Tout le monde a fait de bonnes affaires le week-end dernier, à l'exception du secteur Horesca, où les chaises sont restées vides à cause d'une fermeture forcée.
Dans un communiqué, la fédération, qui regroupe hôtels, restaurants et cafés, se déclare déçue et exige un meilleur traitement.

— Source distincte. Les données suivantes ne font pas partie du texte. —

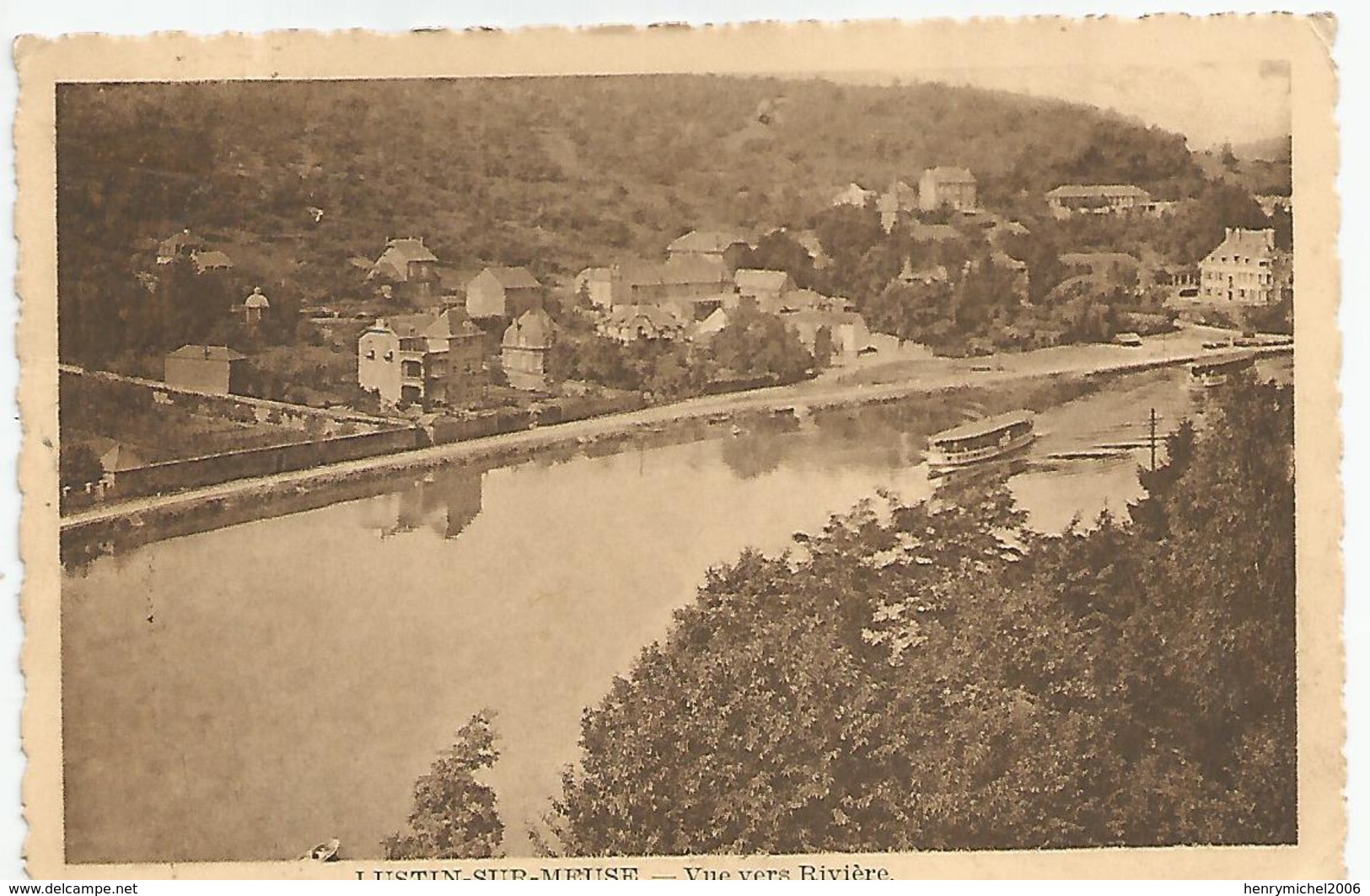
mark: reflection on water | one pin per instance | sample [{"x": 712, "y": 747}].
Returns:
[{"x": 247, "y": 692}]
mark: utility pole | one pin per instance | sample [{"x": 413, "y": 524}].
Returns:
[{"x": 1152, "y": 440}]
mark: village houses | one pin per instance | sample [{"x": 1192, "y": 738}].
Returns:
[
  {"x": 947, "y": 186},
  {"x": 1096, "y": 199},
  {"x": 629, "y": 324},
  {"x": 503, "y": 292},
  {"x": 695, "y": 287},
  {"x": 710, "y": 245},
  {"x": 432, "y": 358},
  {"x": 1245, "y": 269},
  {"x": 766, "y": 288},
  {"x": 927, "y": 274},
  {"x": 406, "y": 269},
  {"x": 896, "y": 204},
  {"x": 524, "y": 350},
  {"x": 254, "y": 309},
  {"x": 846, "y": 329},
  {"x": 854, "y": 195},
  {"x": 214, "y": 369}
]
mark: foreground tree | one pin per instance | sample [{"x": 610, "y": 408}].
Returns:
[
  {"x": 938, "y": 677},
  {"x": 454, "y": 815}
]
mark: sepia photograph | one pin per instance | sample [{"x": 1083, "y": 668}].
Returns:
[{"x": 880, "y": 451}]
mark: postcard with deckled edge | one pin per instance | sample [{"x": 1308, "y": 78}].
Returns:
[{"x": 825, "y": 451}]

Les entreprises du secteur doivent à présent payer les charges sociales et les arriérés de TVA, alors qu'il n'y a eu aucune recette et que les frais s'accumulent. Pour l'Horesca, la situation n'est pas tenable, c'est la chronique d'une mort annoncée pour de nombreuses entreprises.
Le secteur a dû fermer ses établissements, malgré de gros investissements dans des concepts sanitaires, alors que l'on sait que ce n'est pas dans ce secteur que le virus se propage le plus.
La fédération des professionnels du secteur réclame plusieurs mesures concrètes:
- la prise en charge par l'Etat des frais fixes pendant la fermeture ordonnée,
- la prolongation de la validité des bons d’hébergement de 50 euros pour une période de douze mois,
- la mise en place d'un moratoire pour le paiement des taxes et des charges sociales,
- la mise en place d'une mesure similaire au chômage partiel pour les apprentis et les apprenties,
- le retour au taux de TVA de 3% pour tous les produits et services du secteur pour l'année 2021.
Un courrier reprenant ces revendications formulées en toute clarté, a été envoyé à tous les ministres concernés.